The end of zero COVID

Meanwhile, New Zealand’s zero COVID policy has finally run out of road: the highly-infectious omicron arrived just as policymakers, given the country’s 78% vaccination rate and the need to revive its crucial tourism industry, were planning a phased opening of the borders. So the policy of aggressive regional lockdowns has been relaxed: today’s focus, says Cameron, is on “how we respond to a different volume [of infections], that we really haven’t experienced up to now” – particularly in terms of keeping public services operating as the number of those isolating rises.

Those numbers are indeed shooting up. At the end of January, the country was still only seeing about 100 positive tests a day and had experienced just 16,000 infections over the previous two years; by mid-March, cumulative infections had reached 400,000 – with 20,000 testing positive every day. Our interview was held just before infection rates began to spiral; but even then, it was clear that rising community transmission would soon render the border closures pointless.

“New Zealanders are starting to get to the point where it’ll almost be a good thing – especially if with [high] vaccination rates, the serious health impact is much reduced – if we do have the virus circulating, because then we might get to the point where we feel comfortable in opening up the borders,” said Cameron. Indeed, on 16 March Ardern announced that she’s bringing forward plans to restore international travel, welcoming vaccinated tourists from visa-waiver countries from the beginning of May.

For a population that’s watched the pandemic from a safe distance, protected by an activist government pursuing a zero COVID policy, allowing in the virus will represent quite a shift. But as New Zealand’s government performs a gradual about turn in the face of changing circumstances, it will have one crucial asset on its side: public trust.

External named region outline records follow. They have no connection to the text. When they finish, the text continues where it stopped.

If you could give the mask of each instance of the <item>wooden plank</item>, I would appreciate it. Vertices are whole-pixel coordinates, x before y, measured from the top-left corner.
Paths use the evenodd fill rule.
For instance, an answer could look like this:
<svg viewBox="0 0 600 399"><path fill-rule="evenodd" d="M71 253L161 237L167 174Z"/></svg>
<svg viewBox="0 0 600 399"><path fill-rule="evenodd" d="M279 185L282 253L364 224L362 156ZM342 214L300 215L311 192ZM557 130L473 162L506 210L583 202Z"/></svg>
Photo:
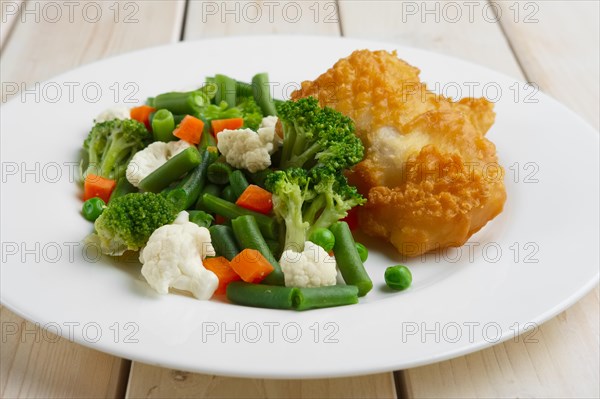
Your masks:
<svg viewBox="0 0 600 399"><path fill-rule="evenodd" d="M318 380L216 377L134 362L127 398L395 398L392 373Z"/></svg>
<svg viewBox="0 0 600 399"><path fill-rule="evenodd" d="M436 3L438 11L431 12ZM479 6L451 3L462 5L463 18L455 22L450 8L447 14L442 11L443 2L342 0L342 30L350 36L395 41L459 56L519 79L525 78L520 70L523 66L530 81L559 100L564 98L572 107L581 105L576 111L580 110L597 126L597 2L586 2L587 6L581 9L579 4L567 7L566 2L562 2L562 7L561 2L500 2L502 14L489 6L490 13L483 14L485 2ZM531 3L540 6L539 24L518 24L507 19L513 17L508 12L511 10L506 10L508 7ZM468 7L474 10L472 20L467 18ZM531 12L533 8L521 10ZM494 20L494 15L504 15L499 21L510 42L499 23L488 22ZM568 30L556 28L567 20L577 23L570 23ZM512 49L519 56L518 62ZM524 342L527 337L521 336L518 342L509 341L472 355L399 373L401 394L411 398L598 397L598 295L596 289L540 326L532 337L536 342Z"/></svg>
<svg viewBox="0 0 600 399"><path fill-rule="evenodd" d="M271 33L340 34L336 2L315 1L192 1L185 39Z"/></svg>
<svg viewBox="0 0 600 399"><path fill-rule="evenodd" d="M10 37L15 22L21 17L21 8L25 0L0 2L0 50Z"/></svg>
<svg viewBox="0 0 600 399"><path fill-rule="evenodd" d="M521 77L486 1L340 0L339 7L346 36L432 50Z"/></svg>
<svg viewBox="0 0 600 399"><path fill-rule="evenodd" d="M58 5L60 17L48 4ZM26 2L2 50L3 82L42 81L97 59L178 41L185 8L184 0L65 4Z"/></svg>
<svg viewBox="0 0 600 399"><path fill-rule="evenodd" d="M53 3L63 7L61 18L44 11L49 2L29 1L26 15L14 23L2 49L3 85L32 84L109 55L177 41L183 21L182 1L90 2L87 14L82 10L88 3L72 2L79 5L72 22L66 3ZM98 20L96 6L102 7ZM124 395L129 361L60 339L3 307L0 320L1 397Z"/></svg>
<svg viewBox="0 0 600 399"><path fill-rule="evenodd" d="M598 129L600 2L498 4L505 16L502 27L528 79Z"/></svg>
<svg viewBox="0 0 600 399"><path fill-rule="evenodd" d="M254 6L248 4L258 4L262 18L254 20L258 14L250 14ZM333 1L276 2L271 10L272 19L269 18L267 4L268 2L262 1L193 1L189 3L187 12L185 39L238 34L302 33L335 36L340 33L335 13L337 9ZM301 10L297 14L294 13L296 6ZM261 380L184 373L134 362L127 397L395 398L396 390L392 373L323 380Z"/></svg>
<svg viewBox="0 0 600 399"><path fill-rule="evenodd" d="M598 397L599 290L503 344L405 370L410 398Z"/></svg>

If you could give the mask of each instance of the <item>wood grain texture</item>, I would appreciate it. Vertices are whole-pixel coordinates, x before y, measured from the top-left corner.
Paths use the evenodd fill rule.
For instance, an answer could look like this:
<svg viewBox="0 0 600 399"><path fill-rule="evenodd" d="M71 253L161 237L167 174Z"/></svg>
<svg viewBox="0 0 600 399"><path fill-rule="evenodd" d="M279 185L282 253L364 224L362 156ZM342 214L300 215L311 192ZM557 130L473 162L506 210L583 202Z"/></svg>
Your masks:
<svg viewBox="0 0 600 399"><path fill-rule="evenodd" d="M455 22L456 14L450 14L451 8L444 12L443 2L341 0L340 14L344 34L458 56L517 79L527 76L559 100L572 98L567 104L594 123L599 108L598 3L579 8L567 2L533 2L539 5L537 25L515 23L512 10L506 10L515 3L499 2L501 11L488 6L489 13L483 14L487 3L479 2L469 6L474 10L470 19L467 6L454 2L463 15ZM525 4L514 6L521 7L521 20L535 9L525 9ZM577 26L580 19L582 27ZM573 29L556 28L566 20ZM581 110L575 108L578 104ZM401 393L410 398L598 397L598 313L596 288L540 326L536 342L524 342L521 336L517 342L405 370L399 373Z"/></svg>
<svg viewBox="0 0 600 399"><path fill-rule="evenodd" d="M24 3L24 0L0 1L0 21L2 21L0 23L0 51L10 37L15 22L21 17L21 9Z"/></svg>
<svg viewBox="0 0 600 399"><path fill-rule="evenodd" d="M322 380L216 377L134 363L127 398L395 398L392 373Z"/></svg>
<svg viewBox="0 0 600 399"><path fill-rule="evenodd" d="M178 41L181 34L182 0L75 3L71 15L61 7L57 19L44 2L26 2L22 13L28 11L2 50L3 82L42 81L111 55Z"/></svg>
<svg viewBox="0 0 600 399"><path fill-rule="evenodd" d="M499 2L527 78L600 126L600 2Z"/></svg>
<svg viewBox="0 0 600 399"><path fill-rule="evenodd" d="M84 348L0 307L0 397L114 398L129 362Z"/></svg>
<svg viewBox="0 0 600 399"><path fill-rule="evenodd" d="M344 36L432 50L521 77L499 24L490 22L494 14L487 2L448 3L340 0L342 31Z"/></svg>
<svg viewBox="0 0 600 399"><path fill-rule="evenodd" d="M405 370L410 398L597 398L599 290L524 334L468 356Z"/></svg>
<svg viewBox="0 0 600 399"><path fill-rule="evenodd" d="M185 39L260 34L340 34L336 2L199 1L189 3Z"/></svg>
<svg viewBox="0 0 600 399"><path fill-rule="evenodd" d="M86 14L89 21L83 18L82 3L78 3L80 13L74 12L70 22L68 9L62 10L62 18L54 20L50 11L42 11L45 3L27 2L30 13L15 22L2 50L2 82L31 84L83 63L179 38L184 9L181 1L121 1L117 5L122 23L115 23L115 14L109 9L115 1L93 3L102 6L97 22L89 22L95 19L92 8ZM135 3L137 8L127 3ZM129 361L59 339L4 307L0 320L2 398L124 395Z"/></svg>

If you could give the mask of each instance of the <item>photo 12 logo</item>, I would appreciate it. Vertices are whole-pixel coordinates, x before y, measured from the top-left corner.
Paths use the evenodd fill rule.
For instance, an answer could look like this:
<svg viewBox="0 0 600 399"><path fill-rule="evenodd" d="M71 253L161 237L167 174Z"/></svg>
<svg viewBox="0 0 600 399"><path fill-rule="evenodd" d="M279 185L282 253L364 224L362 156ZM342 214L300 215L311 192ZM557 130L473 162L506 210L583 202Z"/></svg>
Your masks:
<svg viewBox="0 0 600 399"><path fill-rule="evenodd" d="M496 344L509 333L513 342L537 343L535 337L539 326L533 322L515 322L503 329L500 323L495 321L477 322L465 321L447 323L427 322L402 322L400 340L402 343L451 343L468 342L470 344L483 340L487 343Z"/></svg>
<svg viewBox="0 0 600 399"><path fill-rule="evenodd" d="M2 7L2 23L19 17L21 23L98 23L110 20L114 23L135 24L140 11L136 1L5 1Z"/></svg>
<svg viewBox="0 0 600 399"><path fill-rule="evenodd" d="M28 104L56 104L61 101L96 104L108 96L114 104L137 104L141 100L139 91L136 82L49 81L29 85L25 82L2 82L2 102L16 99Z"/></svg>
<svg viewBox="0 0 600 399"><path fill-rule="evenodd" d="M202 23L339 22L335 1L203 1L201 7Z"/></svg>
<svg viewBox="0 0 600 399"><path fill-rule="evenodd" d="M203 343L278 343L337 344L340 327L335 322L314 322L308 325L295 321L279 322L203 322Z"/></svg>
<svg viewBox="0 0 600 399"><path fill-rule="evenodd" d="M63 321L48 322L45 324L20 323L3 321L2 343L11 340L27 342L50 342L56 343L63 337L69 341L84 341L90 344L99 342L102 337L109 338L114 343L137 344L140 327L135 322L113 322L103 325L95 321Z"/></svg>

Hannah Cameron recently attended the Global Government Summit, which brought together top civil service leaders from around the world: we’ll shortly be publishing reports on its sessions, covering topics from risk management to sustainability.

About Matt Ross

Matt is Global Government Forum's Contributing Editor, providing direction and support on topics, products and audience interests across GGF’s editorial, events and research operations. He has been a journalist and editor since 1995, beginning in motoring and travel journalism – and combining the two in a 30-month, 30-country 4x4 expedition funded by magazine photo-journalism. Between 2002 and 2008 he was Features Editor of Haymarket news magazine Regeneration & Renewal, covering urban regeneration, economic growth and community development; and from 2008 to 2014 he was the Editor of UK magazine and website Civil Service World, then Editorial Director for Public Sector – both at political publishing house Dods. He has also worked as Director of Communications at think tank the Institute for Government.

One Comment

  1. Moana Mackie-Rata says:

    Sadly, the article shows a strongly partisan view of events in New Zealand. In fact, currently, public confidence in the labour government has shown a dramatic decline in all latest polls, interest rates and the cost of living is continuing to rise across the board, as are overall poverty markers. Businesses – particularly small to medium businesses which have been the mainstay of the New Zealand economy, have failed or are failing – thanks to continued lockdowns, operating restrictions, lack of government understanding regarding the needs of business – immigration policy (largest-ever shortage of both skilled and seasonal workers). Covid restrictions account for some of this but a clear lack of government foresight and experience is responsible for much more. Multi-millions of dollars have been spent on ‘consultancy fees’ from which no tangible projects have arisen. Inflation is rampant. Most decisions are made in a reactionary manner in response to a fall in public opinion. A government that heralded itself as ‘open and transparent’ has proved to be exactly the opposite. Sadly, New Zealand is currently nowhere near the bottom of its financial decline.